Marla is not interested in answering questions about her work, though. She’d rather cajole Bar-Lev into helping her put together a puzzle than shed some light on the puzzle that is her artistic mind. Does that make her a fraud? Or a four-year-old?
The story isn’t just about Marla. It’s about every art-lover who ever went to the modern art gallery of a museum, saw the colorful blobs or overly simplistic shapes on the wall and wondered: “Why is that considered art? My kid could paint that!”
The documentary’s turning point is a haunting sequence from early 2005, when Marla’s parents watch a 60 Minutes segment about her work. Local media are in the Olmstead living room and the couch area has been dramatically lit to catch the couple’s reactions to the story. Their demeanor and facial expressions change from pride and excitement to quite the opposite as the nationally televised piece suggests that Mark is coaching Marla.

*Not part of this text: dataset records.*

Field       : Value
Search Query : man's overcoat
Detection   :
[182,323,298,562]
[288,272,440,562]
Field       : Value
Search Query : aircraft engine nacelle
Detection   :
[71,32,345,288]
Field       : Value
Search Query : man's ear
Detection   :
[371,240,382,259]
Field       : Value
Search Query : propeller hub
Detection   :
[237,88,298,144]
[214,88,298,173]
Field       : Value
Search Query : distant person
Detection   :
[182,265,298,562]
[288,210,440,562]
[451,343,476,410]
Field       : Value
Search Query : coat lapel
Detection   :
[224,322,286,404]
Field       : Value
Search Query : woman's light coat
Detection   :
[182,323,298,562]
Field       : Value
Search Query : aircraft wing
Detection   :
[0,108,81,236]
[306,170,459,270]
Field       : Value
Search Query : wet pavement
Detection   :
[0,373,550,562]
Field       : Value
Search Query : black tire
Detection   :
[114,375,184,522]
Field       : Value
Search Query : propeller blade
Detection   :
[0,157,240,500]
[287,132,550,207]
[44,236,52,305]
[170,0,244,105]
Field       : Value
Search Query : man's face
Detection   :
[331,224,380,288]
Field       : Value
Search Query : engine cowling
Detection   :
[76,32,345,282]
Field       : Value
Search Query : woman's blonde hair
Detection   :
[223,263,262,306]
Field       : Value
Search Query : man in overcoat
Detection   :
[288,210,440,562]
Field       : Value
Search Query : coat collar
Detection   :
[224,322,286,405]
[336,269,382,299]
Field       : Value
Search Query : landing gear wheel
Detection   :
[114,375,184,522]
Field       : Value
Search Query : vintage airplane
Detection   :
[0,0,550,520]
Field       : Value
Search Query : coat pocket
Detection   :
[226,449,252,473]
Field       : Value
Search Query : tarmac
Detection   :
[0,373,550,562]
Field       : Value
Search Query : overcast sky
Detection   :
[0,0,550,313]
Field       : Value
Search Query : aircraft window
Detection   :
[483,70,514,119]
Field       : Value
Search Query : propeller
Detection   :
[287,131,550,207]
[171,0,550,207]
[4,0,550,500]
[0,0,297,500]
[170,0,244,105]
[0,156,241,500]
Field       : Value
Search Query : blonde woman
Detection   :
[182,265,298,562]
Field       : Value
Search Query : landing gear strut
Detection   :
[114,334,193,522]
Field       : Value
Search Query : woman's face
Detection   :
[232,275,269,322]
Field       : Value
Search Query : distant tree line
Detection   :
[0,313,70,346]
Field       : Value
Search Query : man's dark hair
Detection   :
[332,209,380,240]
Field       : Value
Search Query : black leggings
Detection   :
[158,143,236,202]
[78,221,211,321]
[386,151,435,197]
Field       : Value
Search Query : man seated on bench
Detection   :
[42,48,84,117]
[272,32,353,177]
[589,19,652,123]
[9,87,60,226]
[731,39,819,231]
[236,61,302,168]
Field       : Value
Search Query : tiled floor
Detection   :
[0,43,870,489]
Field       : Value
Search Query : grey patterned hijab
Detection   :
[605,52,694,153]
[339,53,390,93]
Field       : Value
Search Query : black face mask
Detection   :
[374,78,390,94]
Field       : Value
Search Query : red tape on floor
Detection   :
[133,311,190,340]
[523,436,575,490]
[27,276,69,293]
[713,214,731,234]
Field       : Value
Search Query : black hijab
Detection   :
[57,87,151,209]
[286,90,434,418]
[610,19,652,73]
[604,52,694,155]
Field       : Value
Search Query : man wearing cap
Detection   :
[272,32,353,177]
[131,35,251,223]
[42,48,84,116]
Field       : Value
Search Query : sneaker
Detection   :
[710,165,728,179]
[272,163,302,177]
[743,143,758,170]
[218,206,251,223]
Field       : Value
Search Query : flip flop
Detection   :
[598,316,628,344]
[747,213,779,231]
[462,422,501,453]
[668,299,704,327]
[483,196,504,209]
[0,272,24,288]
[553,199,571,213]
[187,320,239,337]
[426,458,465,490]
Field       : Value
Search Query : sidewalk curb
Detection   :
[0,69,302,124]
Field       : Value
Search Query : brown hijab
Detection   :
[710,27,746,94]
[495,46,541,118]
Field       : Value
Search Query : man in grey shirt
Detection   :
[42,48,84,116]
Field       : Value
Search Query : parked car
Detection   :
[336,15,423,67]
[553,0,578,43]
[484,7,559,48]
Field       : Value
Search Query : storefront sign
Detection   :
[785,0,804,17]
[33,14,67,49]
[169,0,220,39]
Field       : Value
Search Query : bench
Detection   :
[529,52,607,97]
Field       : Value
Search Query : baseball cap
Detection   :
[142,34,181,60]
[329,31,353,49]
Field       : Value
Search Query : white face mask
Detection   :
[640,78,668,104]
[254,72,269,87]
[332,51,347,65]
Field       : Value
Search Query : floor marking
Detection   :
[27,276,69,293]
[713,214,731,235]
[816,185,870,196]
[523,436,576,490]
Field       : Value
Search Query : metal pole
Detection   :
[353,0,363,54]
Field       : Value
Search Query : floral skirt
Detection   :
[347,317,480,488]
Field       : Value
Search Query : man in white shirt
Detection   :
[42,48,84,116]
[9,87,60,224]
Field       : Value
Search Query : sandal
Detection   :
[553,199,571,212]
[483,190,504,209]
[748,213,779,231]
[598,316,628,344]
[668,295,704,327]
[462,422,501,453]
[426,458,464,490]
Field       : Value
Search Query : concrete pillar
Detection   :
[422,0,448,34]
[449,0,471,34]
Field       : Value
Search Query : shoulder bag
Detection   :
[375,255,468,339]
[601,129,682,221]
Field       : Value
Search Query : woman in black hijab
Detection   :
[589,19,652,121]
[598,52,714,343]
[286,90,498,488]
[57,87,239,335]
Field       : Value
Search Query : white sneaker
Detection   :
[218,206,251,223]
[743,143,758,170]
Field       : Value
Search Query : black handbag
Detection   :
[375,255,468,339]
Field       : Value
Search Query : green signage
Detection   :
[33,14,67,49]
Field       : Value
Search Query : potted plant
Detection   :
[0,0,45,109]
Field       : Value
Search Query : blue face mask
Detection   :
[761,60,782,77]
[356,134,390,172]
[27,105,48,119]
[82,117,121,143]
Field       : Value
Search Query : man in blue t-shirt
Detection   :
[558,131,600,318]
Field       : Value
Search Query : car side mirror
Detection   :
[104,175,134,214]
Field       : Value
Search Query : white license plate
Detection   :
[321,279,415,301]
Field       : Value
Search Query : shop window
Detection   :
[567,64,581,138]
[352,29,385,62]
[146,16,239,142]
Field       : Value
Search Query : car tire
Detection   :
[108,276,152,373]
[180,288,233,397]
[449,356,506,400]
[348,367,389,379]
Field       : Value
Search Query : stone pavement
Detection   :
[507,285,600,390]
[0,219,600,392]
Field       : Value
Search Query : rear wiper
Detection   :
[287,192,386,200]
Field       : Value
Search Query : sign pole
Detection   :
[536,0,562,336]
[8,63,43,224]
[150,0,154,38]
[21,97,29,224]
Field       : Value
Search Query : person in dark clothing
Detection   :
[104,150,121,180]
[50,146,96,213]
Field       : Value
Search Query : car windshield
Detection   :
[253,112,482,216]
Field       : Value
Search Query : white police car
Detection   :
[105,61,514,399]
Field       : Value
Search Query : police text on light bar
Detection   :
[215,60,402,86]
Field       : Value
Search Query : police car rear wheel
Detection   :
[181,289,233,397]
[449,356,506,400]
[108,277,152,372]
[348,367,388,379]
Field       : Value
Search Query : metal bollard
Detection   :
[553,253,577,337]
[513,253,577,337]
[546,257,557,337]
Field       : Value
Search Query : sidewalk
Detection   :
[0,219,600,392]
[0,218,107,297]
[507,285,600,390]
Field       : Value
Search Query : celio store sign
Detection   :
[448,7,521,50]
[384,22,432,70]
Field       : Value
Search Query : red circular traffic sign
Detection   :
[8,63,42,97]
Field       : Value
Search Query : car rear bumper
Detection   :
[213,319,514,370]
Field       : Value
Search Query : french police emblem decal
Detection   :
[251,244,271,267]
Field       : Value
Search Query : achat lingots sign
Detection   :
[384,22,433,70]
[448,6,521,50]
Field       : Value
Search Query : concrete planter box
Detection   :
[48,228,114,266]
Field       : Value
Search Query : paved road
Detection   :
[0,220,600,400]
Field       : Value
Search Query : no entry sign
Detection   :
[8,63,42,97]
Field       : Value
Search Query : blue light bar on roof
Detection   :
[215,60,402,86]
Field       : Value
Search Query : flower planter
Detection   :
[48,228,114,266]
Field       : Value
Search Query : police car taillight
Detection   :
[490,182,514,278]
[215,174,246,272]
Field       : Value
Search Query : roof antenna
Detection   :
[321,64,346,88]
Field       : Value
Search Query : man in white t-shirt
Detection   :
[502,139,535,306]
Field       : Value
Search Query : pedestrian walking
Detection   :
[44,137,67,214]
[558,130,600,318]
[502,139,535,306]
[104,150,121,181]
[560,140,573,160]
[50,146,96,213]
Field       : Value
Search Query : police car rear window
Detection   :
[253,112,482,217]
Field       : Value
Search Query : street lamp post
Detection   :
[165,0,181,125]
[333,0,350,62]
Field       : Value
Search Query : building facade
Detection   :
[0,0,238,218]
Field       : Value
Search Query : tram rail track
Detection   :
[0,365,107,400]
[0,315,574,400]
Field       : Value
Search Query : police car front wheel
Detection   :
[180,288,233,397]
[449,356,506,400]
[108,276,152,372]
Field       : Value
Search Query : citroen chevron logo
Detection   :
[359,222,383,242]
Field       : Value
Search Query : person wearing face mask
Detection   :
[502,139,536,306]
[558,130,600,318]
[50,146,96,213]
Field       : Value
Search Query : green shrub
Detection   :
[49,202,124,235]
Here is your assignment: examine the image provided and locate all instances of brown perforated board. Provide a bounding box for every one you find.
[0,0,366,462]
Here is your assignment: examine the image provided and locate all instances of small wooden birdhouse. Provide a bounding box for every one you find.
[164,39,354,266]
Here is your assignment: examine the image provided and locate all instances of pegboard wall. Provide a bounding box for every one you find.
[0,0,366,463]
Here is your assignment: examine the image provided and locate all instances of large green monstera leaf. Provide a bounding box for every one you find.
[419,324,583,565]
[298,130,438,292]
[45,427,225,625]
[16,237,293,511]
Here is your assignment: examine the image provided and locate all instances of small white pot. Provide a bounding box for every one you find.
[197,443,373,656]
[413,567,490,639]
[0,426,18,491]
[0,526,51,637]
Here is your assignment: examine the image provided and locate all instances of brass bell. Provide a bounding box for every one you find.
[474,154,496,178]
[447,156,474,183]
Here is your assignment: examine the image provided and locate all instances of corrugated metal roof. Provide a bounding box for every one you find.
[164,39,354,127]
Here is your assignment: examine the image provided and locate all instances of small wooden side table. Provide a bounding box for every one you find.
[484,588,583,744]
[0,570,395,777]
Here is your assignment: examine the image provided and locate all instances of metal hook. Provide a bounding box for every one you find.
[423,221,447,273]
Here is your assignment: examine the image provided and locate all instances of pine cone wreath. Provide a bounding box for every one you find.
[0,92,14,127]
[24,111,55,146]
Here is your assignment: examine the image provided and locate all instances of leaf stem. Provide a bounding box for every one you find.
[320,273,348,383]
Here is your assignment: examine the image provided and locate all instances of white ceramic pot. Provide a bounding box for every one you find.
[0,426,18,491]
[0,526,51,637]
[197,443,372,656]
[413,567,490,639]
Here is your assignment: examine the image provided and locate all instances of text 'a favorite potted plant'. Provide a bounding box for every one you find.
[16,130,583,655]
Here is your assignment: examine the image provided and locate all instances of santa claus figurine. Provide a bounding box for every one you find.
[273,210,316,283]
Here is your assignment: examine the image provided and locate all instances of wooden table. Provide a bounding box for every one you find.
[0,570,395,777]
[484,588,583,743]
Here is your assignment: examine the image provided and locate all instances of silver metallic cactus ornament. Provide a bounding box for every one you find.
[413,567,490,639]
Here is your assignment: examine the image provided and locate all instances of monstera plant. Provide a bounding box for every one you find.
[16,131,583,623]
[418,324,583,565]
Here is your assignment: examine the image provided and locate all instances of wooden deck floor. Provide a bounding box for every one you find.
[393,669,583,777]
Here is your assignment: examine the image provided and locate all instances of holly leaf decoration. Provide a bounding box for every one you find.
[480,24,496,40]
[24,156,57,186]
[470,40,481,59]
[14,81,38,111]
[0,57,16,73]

Sales of Marla’s paintings taper off. Newspapers publish less than flattering follow-ups. The fluffy human-interest puff story about childhood exuberance funneled through prodigy-like creativity has turned into a controversy. Instead of Jackson Pollock and Shirley Temple, Marla is now being compared to Jayson Blair.
“I don’t think anyone knows what you’re going to do with the story,” a local journalist tells Bar-Lev. A conversation between the two is interspersed throughout the second half of My Kid Could Paint That , as Bar-Lev becomes a character in his own documentary.
His inclusion seems a little like a self-serving gimmick at first. But ultimately, Bar-Lev has been put in the position of declaring Marla’s authenticity – or outing her as a fraud. The documentary isn’t just the story of this family, but a fascinating peek into the filmmaker’s self-conscious as he struggles to figure out the truth.
Ordinary people let journalists and filmmakers into their lives because they trust that the end result will tell the truth. But Bar-Lev is caught in one of the horrible traps created by that trust – what happens when your truth is different than the subject’s?
“I’d rather be stupid and not know about this kind of stuff,” Bar-Lev camera-talks during a nighttime drive after spending the day with the Olmsteads. “It’s only tonight that I realized that I’m going to have to call some people liars who, on the face of it, are like the nicest people. What’s my investment in it?”
The debate continues in the extras, which include a collection of deleted scenes and updates, a commentary with Brunelli and the film’s editor and ruminations on art from a New York Times critic. Among the sequences left on the cutting room floor is father Mark showing off some of Marla’s marker drawings. Mark discusses his daughter’s genius while paging through ordinary, messy toddler art. It’s an uncomfortable moment, as is another deleted scene of a professor fawning over the paintings.
The fallout from the documentary strengthens the case that, fraud or no, Marla should have just been left to be a kid, rather than a marketing tool. She remains the most abstract part of the story, a girl with no motive caught in a web of adults who are full of them.